道中でミランダとティナから、娼館で何をしていたのか根掘り葉掘り聞かれてしまったが、二度手間になるから適当にあしらっておく。
「ああ、リオンか。丁度良いところに戻ってきたね」
公爵家の門の前でアルフィラがいた。
アルフィラはちょうど馬車から降りたところで、リオンを見つけると声をかけてくる。
「何かあったのか?」
「例のメイドについてわかったことがあってね。君も成果があったようだし……中で話そうか」
アルフィラを先頭に、リオン、ミランダ、ティナが続く。
四人が応接室に入って、アルフィラとリオンが向かい合ってソファに座った。
「「…………」」
ミランダとティナは壁際に立っている。
アルフィラに対して敬意を、リオンに対して敵意の視線を向けることを忘れずに。
「まずは、私から話そう。例のメイドについて調べていた」
アルフィラが座って一息つく暇もなく、説明を始めた。
「そのメイドは王都の郊外に暮らしていて、半年前、田舎の父親の介護のために帰郷すると話していた。しかし、そのメイドが暮らしていた家に行ってみたところ、彼女はすでに亡くなっていた」
「死んでいたのか……」
「ああ、近所の人間の通報で憲兵が死体を発見したらしい。何日も家から出てこず、異臭がしたために中を調べたところ、寝室のベッドで亡くなっていたそうだ。病死として処理されているので、私の方までは報告が上がっていなかったらしい」
「……口封じか」
何者かがそのメイドに依頼して、呪いの媒体としてぬいぐるみを盗ませた。
そして、用済みになったメイドを病気に見せかけて殺害したのではないだろうか。
「近所の人間の話では、公爵家をやめた直後から急に羽振りが良くなったそうだ。家に若い男が上がり込んでいたこともあるらしい。父親の病気というのは真っ赤な嘘のようだな」
「……確定だな。しかし、そのメイドからは辿れないか」
「リオンの方は何かわかったのか?」
「ああ……」
アルフィラの問いに、リオンは娼館で聞いた話について説明した。
「王太子殿下が……いや、まさか。そんな……」
アルフィラが沈痛な顔をしている。
偶然であって欲しい……そう顔に書いてあるが、やがてゆっくりと首を振った。
「……妹にも、サフィナにも来ていたんだ。王太子殿下との婚姻の話が」
「え……?」
「我が国では、国王や王太子は複数の妃を持つ。王太子殿下はすでに正妃となる女性が決まっていたが、側妃として後宮に入らないかとサフィナに王家から話が来ていた。もちろん、公爵家の令嬢が正妃ならばまだしも、側妃扱いなんてとんでもない。父が怒ってすぐに断っていた」
「フェリエラも側妃入りの申し出を断ったら、呪われた。王太子が自分との縁談を拒んだ女性に呪いをかけているということか……?」
「馬鹿な。王太子殿下はそのような人ではなかったはず……!」
「…………」
アルフィラが沈痛な顔になる。
フェリエラも同じことを言っていた。王太子が呪いをかけるような人間ではないと。
二人の言葉を信じるのであれば……王太子は信頼の厚い人格者のようである。
リオンとしては、そんな王太子の評価は複雑だった。
王太子……その祖先であろうルセルバード・セントラルは、リオンが成し遂げた邪神殺しの功績を奪い取った可能性があるからだ。

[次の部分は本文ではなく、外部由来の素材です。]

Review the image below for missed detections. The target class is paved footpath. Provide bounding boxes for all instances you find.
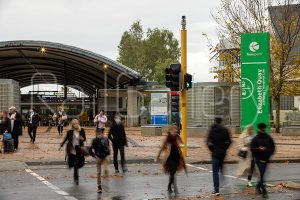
[0,127,300,163]
[0,161,300,200]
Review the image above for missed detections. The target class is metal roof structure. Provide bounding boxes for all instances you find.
[0,40,142,95]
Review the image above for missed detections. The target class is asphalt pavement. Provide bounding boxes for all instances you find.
[0,163,300,200]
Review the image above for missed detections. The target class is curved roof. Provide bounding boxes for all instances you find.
[0,40,141,95]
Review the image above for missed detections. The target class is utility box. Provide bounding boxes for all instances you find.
[141,126,162,137]
[0,79,20,111]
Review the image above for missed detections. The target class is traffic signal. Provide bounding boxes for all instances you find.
[165,64,181,91]
[171,92,180,130]
[184,73,193,90]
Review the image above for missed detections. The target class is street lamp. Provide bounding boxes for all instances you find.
[40,47,46,53]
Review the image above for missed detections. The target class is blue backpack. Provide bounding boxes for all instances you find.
[3,133,12,140]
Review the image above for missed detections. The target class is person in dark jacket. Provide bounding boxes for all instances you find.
[206,118,231,196]
[0,111,11,153]
[90,129,110,193]
[156,126,187,194]
[0,111,11,135]
[9,106,23,151]
[108,114,127,173]
[53,106,68,135]
[251,123,275,198]
[26,108,41,144]
[59,119,86,185]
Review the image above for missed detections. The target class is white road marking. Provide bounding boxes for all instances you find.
[186,164,275,187]
[25,169,78,200]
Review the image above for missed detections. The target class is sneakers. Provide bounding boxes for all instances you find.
[74,178,79,185]
[247,181,252,187]
[211,192,220,196]
[97,185,102,193]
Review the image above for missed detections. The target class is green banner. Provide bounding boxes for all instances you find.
[241,33,270,131]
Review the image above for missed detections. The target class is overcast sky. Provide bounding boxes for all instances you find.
[0,0,220,92]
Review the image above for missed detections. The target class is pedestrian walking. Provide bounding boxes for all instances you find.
[206,117,231,196]
[90,130,110,193]
[156,126,187,194]
[53,106,68,135]
[59,119,86,185]
[237,125,255,187]
[94,110,107,132]
[251,123,275,198]
[26,108,41,144]
[0,111,11,153]
[108,114,128,173]
[9,106,23,151]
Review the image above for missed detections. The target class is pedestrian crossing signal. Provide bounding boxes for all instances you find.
[184,73,193,90]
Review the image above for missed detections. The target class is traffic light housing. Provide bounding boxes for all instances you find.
[165,64,181,91]
[184,73,193,90]
[170,92,180,130]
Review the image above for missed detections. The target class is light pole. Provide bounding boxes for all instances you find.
[180,16,187,157]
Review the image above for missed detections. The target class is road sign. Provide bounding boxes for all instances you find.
[241,33,270,131]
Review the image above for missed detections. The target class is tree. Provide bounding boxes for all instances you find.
[209,0,300,132]
[117,21,180,83]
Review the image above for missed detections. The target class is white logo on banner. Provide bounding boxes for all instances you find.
[249,42,259,52]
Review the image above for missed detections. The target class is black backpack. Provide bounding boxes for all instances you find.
[93,138,110,158]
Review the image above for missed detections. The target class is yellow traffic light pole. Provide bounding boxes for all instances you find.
[180,16,187,157]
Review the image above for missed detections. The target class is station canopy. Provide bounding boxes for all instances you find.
[0,40,143,95]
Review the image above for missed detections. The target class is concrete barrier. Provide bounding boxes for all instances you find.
[282,127,300,136]
[141,126,162,137]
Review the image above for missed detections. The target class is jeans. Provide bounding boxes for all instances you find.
[96,127,105,133]
[212,158,224,193]
[28,125,37,143]
[255,158,268,194]
[12,133,19,150]
[113,145,126,172]
[96,156,109,186]
[57,126,64,135]
[248,158,255,181]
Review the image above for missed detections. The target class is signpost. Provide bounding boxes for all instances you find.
[151,93,168,125]
[241,33,270,131]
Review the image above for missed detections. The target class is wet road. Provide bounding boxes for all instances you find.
[0,163,300,200]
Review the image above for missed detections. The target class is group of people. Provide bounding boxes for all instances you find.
[0,106,275,197]
[0,106,67,152]
[207,118,275,198]
[55,115,275,197]
[59,111,128,193]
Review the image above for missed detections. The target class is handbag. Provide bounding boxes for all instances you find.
[3,133,12,140]
[238,150,248,159]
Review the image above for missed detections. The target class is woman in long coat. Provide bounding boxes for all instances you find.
[156,126,187,193]
[59,119,86,185]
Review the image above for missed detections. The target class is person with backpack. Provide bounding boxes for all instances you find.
[53,106,68,135]
[94,110,107,132]
[108,114,127,173]
[90,130,110,193]
[0,111,13,153]
[58,119,86,185]
[206,117,231,196]
[26,108,41,144]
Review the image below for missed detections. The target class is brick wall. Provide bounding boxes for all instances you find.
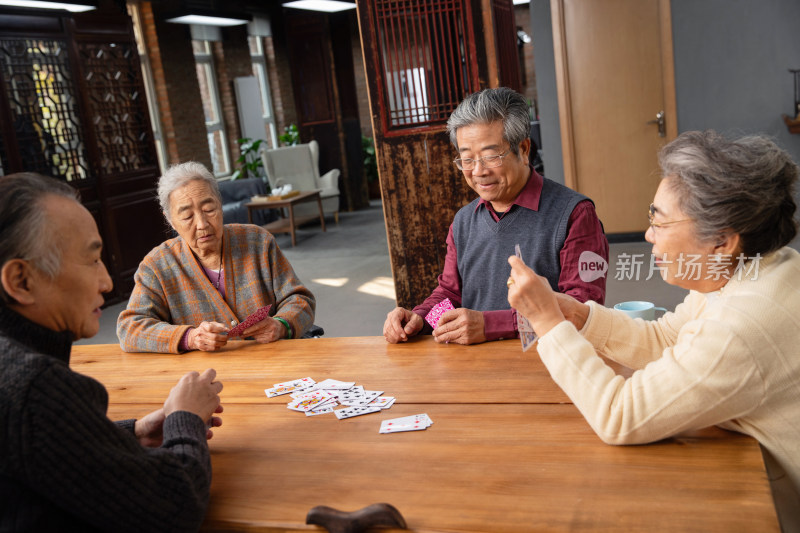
[147,2,211,168]
[264,19,297,143]
[350,10,373,137]
[211,26,252,168]
[514,4,538,115]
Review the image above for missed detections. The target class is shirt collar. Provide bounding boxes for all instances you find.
[475,165,544,215]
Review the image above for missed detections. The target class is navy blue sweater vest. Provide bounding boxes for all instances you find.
[453,178,588,311]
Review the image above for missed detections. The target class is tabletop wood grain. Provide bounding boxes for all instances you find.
[70,336,569,403]
[72,338,779,533]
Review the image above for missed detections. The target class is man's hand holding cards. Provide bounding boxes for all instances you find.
[514,244,539,352]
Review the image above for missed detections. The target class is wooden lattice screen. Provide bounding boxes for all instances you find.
[492,0,522,92]
[371,0,478,135]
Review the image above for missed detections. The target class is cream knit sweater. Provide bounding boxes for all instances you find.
[538,248,800,531]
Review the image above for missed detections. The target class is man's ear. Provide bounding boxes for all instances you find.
[0,259,36,305]
[519,137,531,164]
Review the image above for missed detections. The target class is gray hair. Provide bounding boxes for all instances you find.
[447,87,531,155]
[0,172,79,303]
[659,130,798,257]
[158,161,222,224]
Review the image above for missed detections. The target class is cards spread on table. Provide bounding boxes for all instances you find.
[228,304,272,338]
[514,244,539,352]
[264,378,316,398]
[264,377,433,433]
[264,377,395,419]
[425,298,455,329]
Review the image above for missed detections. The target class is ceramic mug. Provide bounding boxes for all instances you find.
[614,302,667,320]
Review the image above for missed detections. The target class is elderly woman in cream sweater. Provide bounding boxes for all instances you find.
[508,132,800,531]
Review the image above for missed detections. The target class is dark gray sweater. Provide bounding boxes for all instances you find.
[0,304,211,532]
[453,178,588,311]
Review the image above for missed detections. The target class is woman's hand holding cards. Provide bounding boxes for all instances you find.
[186,322,228,352]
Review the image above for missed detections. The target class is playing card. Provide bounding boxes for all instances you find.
[378,423,428,433]
[228,305,272,338]
[367,396,395,409]
[286,391,330,412]
[264,385,306,398]
[339,391,383,406]
[379,413,433,433]
[425,298,455,329]
[333,405,381,420]
[272,378,316,390]
[306,406,333,416]
[381,413,433,427]
[336,385,366,403]
[316,378,356,390]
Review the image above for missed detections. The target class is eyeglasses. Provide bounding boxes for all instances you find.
[647,204,691,228]
[453,150,508,170]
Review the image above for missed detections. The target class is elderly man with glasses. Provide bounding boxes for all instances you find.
[383,87,608,344]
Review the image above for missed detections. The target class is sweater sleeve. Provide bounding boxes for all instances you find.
[267,234,317,338]
[117,258,191,353]
[538,309,765,444]
[19,366,211,531]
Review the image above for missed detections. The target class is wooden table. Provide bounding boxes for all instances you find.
[71,337,779,532]
[244,191,325,246]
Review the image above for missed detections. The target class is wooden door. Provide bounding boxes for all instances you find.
[551,0,677,233]
[0,10,165,302]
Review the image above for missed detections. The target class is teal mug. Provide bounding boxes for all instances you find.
[614,302,667,320]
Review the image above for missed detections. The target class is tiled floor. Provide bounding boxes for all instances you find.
[79,202,686,344]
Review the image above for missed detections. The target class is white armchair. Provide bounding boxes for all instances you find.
[261,141,340,224]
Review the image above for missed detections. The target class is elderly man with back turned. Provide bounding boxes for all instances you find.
[383,87,608,344]
[0,173,222,531]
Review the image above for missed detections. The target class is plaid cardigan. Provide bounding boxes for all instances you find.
[117,224,316,353]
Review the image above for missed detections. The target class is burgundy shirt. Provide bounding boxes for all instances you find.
[413,169,608,341]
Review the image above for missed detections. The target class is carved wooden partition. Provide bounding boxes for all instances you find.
[357,0,519,308]
[0,6,164,300]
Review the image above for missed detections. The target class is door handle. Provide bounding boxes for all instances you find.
[647,110,667,137]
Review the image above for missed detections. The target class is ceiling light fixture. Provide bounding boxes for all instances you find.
[283,0,356,13]
[166,14,250,26]
[0,0,97,13]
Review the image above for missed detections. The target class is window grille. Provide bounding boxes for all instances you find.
[192,40,231,177]
[372,0,478,134]
[0,39,91,181]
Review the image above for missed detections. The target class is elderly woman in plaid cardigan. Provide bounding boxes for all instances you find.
[117,162,316,353]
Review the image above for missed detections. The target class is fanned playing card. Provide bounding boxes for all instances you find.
[425,298,455,329]
[514,244,539,352]
[228,305,272,338]
[333,406,382,420]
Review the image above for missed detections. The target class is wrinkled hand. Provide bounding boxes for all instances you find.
[555,292,589,331]
[508,256,565,336]
[383,307,425,344]
[242,317,287,344]
[433,307,486,344]
[186,322,228,352]
[164,368,222,425]
[133,409,166,448]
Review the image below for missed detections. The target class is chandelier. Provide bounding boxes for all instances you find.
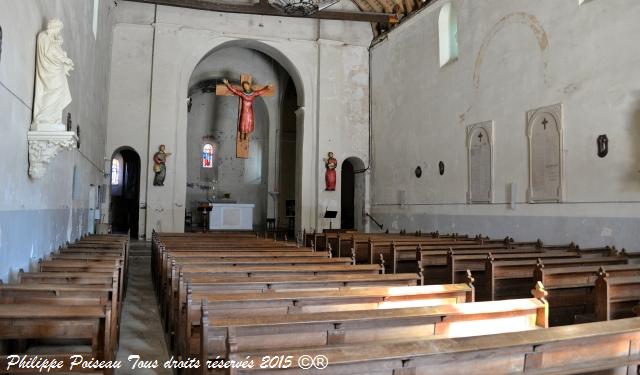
[271,0,340,17]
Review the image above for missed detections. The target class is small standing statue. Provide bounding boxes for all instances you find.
[153,145,171,186]
[31,19,73,131]
[222,78,273,140]
[323,152,338,191]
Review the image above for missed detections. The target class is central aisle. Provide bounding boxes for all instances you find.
[116,241,172,375]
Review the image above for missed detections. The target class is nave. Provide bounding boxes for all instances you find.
[0,231,640,374]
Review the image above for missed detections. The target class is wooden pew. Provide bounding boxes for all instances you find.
[447,251,580,301]
[227,318,640,375]
[178,284,474,357]
[0,303,113,374]
[534,264,640,326]
[0,284,119,362]
[200,288,548,373]
[595,271,640,321]
[485,256,627,301]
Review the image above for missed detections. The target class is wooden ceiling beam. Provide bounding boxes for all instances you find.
[122,0,398,24]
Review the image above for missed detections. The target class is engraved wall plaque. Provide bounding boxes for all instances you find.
[527,104,563,203]
[467,121,493,203]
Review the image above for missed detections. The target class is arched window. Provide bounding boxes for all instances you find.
[438,3,458,67]
[202,143,215,168]
[111,159,120,185]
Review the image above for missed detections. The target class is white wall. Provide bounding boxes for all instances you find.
[0,0,112,281]
[371,0,640,250]
[107,1,371,235]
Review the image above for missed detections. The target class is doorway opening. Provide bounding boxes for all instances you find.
[340,157,365,230]
[109,148,140,238]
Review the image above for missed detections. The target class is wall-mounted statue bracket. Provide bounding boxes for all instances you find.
[27,131,78,178]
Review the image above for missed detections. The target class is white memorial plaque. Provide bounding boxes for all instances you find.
[467,121,493,203]
[527,104,563,203]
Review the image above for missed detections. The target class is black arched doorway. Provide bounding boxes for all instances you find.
[109,148,140,238]
[340,159,355,229]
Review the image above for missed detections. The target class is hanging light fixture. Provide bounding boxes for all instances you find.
[271,0,340,17]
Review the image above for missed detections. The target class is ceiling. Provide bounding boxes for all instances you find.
[123,0,435,36]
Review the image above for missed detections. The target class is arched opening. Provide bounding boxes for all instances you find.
[109,148,140,238]
[438,3,458,67]
[185,41,299,230]
[340,157,365,230]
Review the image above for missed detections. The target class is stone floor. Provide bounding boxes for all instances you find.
[116,241,172,375]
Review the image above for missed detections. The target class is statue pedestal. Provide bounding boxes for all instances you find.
[27,131,78,178]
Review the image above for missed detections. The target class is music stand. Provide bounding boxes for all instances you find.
[324,210,338,229]
[197,203,213,232]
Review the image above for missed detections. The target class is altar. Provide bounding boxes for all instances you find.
[209,203,255,230]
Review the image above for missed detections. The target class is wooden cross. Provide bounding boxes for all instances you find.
[216,74,275,159]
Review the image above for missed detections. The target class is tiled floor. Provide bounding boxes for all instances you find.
[116,242,172,375]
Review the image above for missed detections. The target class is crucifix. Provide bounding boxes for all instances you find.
[216,74,275,159]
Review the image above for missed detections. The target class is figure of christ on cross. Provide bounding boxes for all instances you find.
[216,74,274,159]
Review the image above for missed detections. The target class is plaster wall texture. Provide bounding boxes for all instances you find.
[186,47,288,226]
[107,2,372,236]
[371,0,640,250]
[0,0,112,281]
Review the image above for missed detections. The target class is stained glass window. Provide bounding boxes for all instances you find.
[202,143,215,168]
[111,159,120,185]
[438,3,458,67]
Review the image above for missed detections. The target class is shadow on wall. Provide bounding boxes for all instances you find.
[628,91,640,191]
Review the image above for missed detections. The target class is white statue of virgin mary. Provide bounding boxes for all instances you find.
[31,19,73,131]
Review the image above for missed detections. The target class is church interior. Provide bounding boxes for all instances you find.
[0,0,640,375]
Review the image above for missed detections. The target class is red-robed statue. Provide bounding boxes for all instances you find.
[324,152,338,191]
[223,79,272,140]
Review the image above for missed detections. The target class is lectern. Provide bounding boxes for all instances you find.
[324,210,338,229]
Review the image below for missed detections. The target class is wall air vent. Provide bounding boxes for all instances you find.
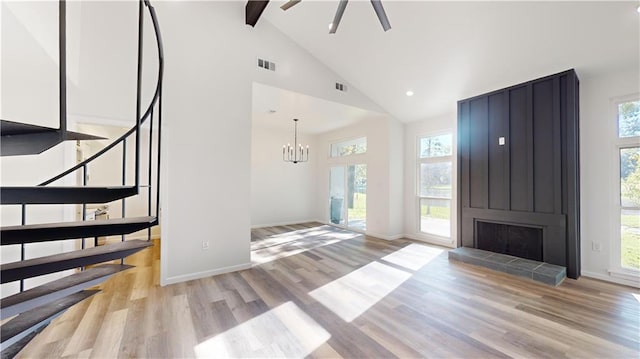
[336,82,347,92]
[258,58,276,71]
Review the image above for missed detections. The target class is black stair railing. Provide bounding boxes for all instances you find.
[10,0,164,292]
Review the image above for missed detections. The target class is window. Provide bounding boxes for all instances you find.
[616,100,640,270]
[331,137,367,157]
[418,133,453,238]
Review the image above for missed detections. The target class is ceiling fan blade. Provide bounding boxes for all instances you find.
[329,0,349,34]
[280,0,302,11]
[371,0,391,31]
[244,0,269,27]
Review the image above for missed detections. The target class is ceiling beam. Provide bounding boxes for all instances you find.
[244,0,269,27]
[371,0,391,31]
[329,0,349,34]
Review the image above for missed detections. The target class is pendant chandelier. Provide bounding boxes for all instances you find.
[282,118,309,163]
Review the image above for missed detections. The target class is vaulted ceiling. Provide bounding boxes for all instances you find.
[256,0,640,122]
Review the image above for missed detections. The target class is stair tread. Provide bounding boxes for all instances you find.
[0,216,158,245]
[0,120,105,156]
[0,186,138,204]
[0,290,99,346]
[0,239,153,283]
[0,264,133,318]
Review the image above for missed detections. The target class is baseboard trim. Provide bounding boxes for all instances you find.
[251,219,322,229]
[364,231,404,241]
[581,271,640,288]
[160,262,251,287]
[404,233,456,248]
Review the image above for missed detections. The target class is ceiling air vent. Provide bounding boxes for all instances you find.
[258,58,276,71]
[336,82,347,92]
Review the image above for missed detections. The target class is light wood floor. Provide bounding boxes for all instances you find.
[12,223,640,358]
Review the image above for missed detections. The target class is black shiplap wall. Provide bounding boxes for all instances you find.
[458,70,580,278]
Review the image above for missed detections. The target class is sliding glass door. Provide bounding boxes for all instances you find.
[329,164,367,231]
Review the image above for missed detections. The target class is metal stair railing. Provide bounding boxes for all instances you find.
[8,0,164,292]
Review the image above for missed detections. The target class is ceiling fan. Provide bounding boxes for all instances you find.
[245,0,391,34]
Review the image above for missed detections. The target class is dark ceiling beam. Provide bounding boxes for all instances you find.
[329,0,349,34]
[280,0,302,11]
[371,0,391,31]
[244,0,269,27]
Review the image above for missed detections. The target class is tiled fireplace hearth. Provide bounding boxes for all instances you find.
[449,247,567,286]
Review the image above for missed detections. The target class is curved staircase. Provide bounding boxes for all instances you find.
[0,0,164,358]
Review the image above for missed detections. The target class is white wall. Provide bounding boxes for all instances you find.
[404,112,458,247]
[580,67,640,286]
[0,2,75,297]
[155,1,388,284]
[251,123,319,227]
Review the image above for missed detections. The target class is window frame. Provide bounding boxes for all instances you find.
[609,94,640,279]
[329,136,369,159]
[414,130,456,239]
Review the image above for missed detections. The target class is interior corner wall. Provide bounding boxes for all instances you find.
[388,119,405,239]
[155,1,254,285]
[251,124,318,228]
[0,1,75,297]
[578,67,640,286]
[404,112,458,247]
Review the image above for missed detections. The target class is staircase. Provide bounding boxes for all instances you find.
[0,0,164,358]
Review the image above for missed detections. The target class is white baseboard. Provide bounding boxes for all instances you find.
[125,234,160,241]
[404,233,456,248]
[581,271,640,288]
[160,262,251,287]
[364,231,404,241]
[251,219,322,229]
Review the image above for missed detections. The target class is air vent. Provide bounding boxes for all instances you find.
[258,58,276,71]
[336,82,347,92]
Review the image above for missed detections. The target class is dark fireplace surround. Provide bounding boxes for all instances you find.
[475,221,543,261]
[458,70,580,278]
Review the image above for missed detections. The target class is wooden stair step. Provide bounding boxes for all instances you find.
[0,264,133,320]
[0,216,158,245]
[0,186,138,204]
[0,290,99,348]
[0,240,153,283]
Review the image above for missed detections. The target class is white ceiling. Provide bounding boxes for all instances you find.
[252,83,381,134]
[256,0,640,122]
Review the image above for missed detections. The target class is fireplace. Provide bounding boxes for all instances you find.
[475,221,543,261]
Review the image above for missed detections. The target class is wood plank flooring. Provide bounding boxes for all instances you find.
[11,223,640,358]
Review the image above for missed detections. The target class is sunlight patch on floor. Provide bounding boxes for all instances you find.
[194,302,331,358]
[251,226,362,265]
[381,243,444,271]
[309,262,411,322]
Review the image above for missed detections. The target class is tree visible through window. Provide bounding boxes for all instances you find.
[618,101,640,269]
[418,134,453,237]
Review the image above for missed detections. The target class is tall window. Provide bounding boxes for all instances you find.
[331,137,367,157]
[418,133,453,238]
[616,100,640,270]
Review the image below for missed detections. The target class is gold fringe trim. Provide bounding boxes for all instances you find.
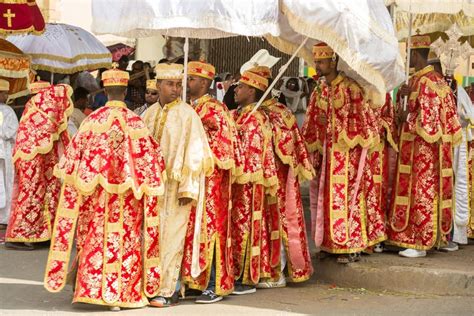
[306,139,323,154]
[382,122,398,152]
[416,118,462,146]
[28,53,112,64]
[53,166,166,200]
[31,62,112,75]
[166,157,214,182]
[80,111,150,140]
[337,130,380,149]
[281,4,403,93]
[13,85,74,163]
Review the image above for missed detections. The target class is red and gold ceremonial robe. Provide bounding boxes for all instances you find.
[261,99,314,282]
[182,95,240,295]
[44,101,164,307]
[369,93,398,217]
[143,99,214,297]
[303,73,386,253]
[231,104,278,285]
[389,66,462,250]
[6,85,74,242]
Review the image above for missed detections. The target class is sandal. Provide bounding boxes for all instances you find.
[337,252,360,264]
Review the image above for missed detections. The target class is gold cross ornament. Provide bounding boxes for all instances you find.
[3,9,16,27]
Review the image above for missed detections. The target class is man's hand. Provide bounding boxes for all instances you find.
[178,198,193,206]
[317,115,328,125]
[399,84,411,97]
[397,109,408,123]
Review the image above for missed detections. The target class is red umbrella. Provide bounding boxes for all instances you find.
[0,0,45,35]
[107,43,135,61]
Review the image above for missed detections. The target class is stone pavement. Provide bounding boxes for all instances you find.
[0,245,474,316]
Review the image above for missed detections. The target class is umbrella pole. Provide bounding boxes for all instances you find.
[403,10,413,111]
[244,37,308,119]
[182,37,189,102]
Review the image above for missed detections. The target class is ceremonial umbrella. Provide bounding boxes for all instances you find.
[266,0,403,100]
[7,23,112,74]
[385,0,474,107]
[107,43,135,62]
[0,0,45,36]
[92,0,403,260]
[92,0,403,103]
[0,39,31,99]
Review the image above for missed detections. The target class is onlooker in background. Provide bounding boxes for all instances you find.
[126,60,146,110]
[280,77,307,128]
[133,79,158,116]
[68,87,89,135]
[0,79,18,229]
[116,55,129,71]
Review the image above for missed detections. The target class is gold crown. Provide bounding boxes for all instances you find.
[0,79,10,91]
[247,66,272,79]
[239,70,268,91]
[155,64,184,80]
[188,61,216,80]
[102,63,130,87]
[411,35,431,49]
[428,50,439,63]
[30,77,51,94]
[313,43,336,60]
[146,79,158,90]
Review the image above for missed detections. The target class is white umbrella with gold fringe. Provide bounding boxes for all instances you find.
[7,23,112,74]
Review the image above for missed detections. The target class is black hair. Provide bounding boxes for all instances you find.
[415,48,430,60]
[105,86,127,99]
[73,87,89,101]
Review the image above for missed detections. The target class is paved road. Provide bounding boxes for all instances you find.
[0,246,474,316]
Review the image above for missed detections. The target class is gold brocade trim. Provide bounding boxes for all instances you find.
[329,146,350,245]
[278,4,394,93]
[177,192,198,201]
[252,211,262,221]
[305,139,323,154]
[395,196,410,206]
[416,120,462,146]
[337,130,380,149]
[13,85,74,163]
[28,53,112,64]
[145,216,160,227]
[441,168,453,177]
[166,156,214,182]
[5,237,51,243]
[43,184,82,293]
[374,174,382,184]
[400,132,416,142]
[398,164,411,174]
[72,295,149,308]
[31,62,112,75]
[251,246,260,257]
[79,110,150,140]
[53,165,165,200]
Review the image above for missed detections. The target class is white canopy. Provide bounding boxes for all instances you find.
[385,0,474,17]
[7,23,112,74]
[385,0,474,39]
[266,0,404,94]
[92,0,279,38]
[92,0,403,94]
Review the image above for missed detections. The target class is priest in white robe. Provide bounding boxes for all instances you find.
[143,64,213,307]
[0,79,18,227]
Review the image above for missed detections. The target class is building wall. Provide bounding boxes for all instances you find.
[208,36,299,76]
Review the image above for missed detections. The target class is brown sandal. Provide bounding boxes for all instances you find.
[337,252,360,264]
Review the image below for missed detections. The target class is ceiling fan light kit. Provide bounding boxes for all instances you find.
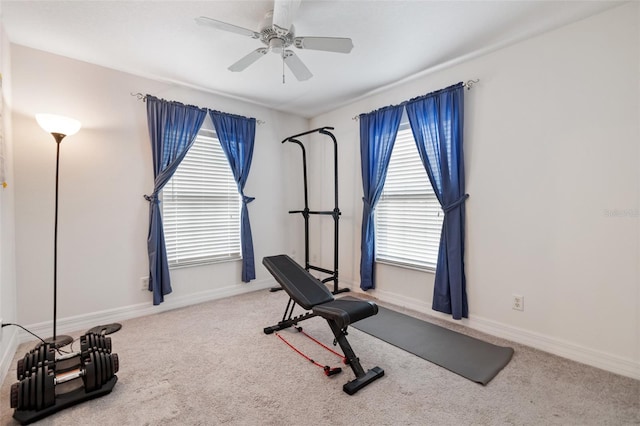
[196,0,353,83]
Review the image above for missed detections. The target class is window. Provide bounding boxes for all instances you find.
[375,122,444,270]
[162,130,241,267]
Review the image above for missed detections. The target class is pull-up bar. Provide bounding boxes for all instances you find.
[282,127,349,294]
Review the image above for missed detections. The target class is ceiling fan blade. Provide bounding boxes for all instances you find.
[229,47,269,72]
[284,50,313,81]
[196,16,260,38]
[293,37,353,53]
[273,0,302,35]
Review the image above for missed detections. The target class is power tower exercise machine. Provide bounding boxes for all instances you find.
[271,127,349,294]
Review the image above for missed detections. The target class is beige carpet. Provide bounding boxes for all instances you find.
[0,290,640,426]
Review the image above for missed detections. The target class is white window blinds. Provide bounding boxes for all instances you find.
[162,130,241,267]
[375,123,444,270]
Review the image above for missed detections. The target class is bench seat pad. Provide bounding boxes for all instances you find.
[313,299,378,329]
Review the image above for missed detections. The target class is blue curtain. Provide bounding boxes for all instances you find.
[406,83,469,319]
[145,95,207,305]
[209,110,256,283]
[359,105,403,290]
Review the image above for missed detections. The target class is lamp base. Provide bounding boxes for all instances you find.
[44,335,73,349]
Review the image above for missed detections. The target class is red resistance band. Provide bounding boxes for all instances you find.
[275,327,347,376]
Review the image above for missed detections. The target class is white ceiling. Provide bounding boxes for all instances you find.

(子孫に罪はないのだろうが……正直、複雑な気持ちだよ)
自分や仲間の功績を奪い取り、繁栄を享受している者がいるということは。
あってもいない王太子を非難する気はないが、どうしても悪い印象を抱いてしまう。
「二人の人間が王太子からの求婚を断ってから、呪いに侵されている。俺は王太子と会ったことがないから滅多なことは言わないが……偶然とは思えない」
「それは……」
「これはあくまでも可能性の話だが……もしも、王太子が他の令嬢にも側妃になるよう誘っているのだとすれば、他にも被害者がいるかもしれない。その辺りを調べてみたら、真偽がわかるんじゃないかな?」
「なるほど……確かに、その通りだ」
アルフィラが頷いた。
先ほどまでは表情を曇らせていたが、すぐに毅然とした顔つきになる。
「すぐに調べてみよう。何かわかったら、君の宿泊先にも知らせたいのだが……宿を教えてもらっても良いだろうか?」
「あー……宿か。決めてないんだよね」
スノーレストの都にやって来てから、ずっと娼館で寝泊まりをしている。
決まった宿や拠点は決まっていなかった。
「うーん。ならばこの屋敷に……と言いたいところだが、他所の男を止めたりしたら、父がうるさいからな。紹介状を書くから、私の知っている宿屋に泊まると良い」
「ああ……金まで貰っておいて、重ね重ね申し訳ないな」
「構わないとも。私の仲間達がしたことを思えば、これくらいじゃ足りないくらいさ」
その後、アルフィラから紹介状を書いてもらってから、宿屋に向かう。
教えてもらった宿屋はリオンが想像していたよりも、二段階、三段階は高級な場所。
選ばれた上流階級の人間が利用する一流ホテルだった。
「クッ……屈辱だ」
「……好きにする、です」
そんな高級ホテルには……何故かというか、当然というか、ミランダとティナの二人がくっついてきた。
フカフカのベッドの上、リオンは敵意を剥き出しにする二人と向き合うことになったのである。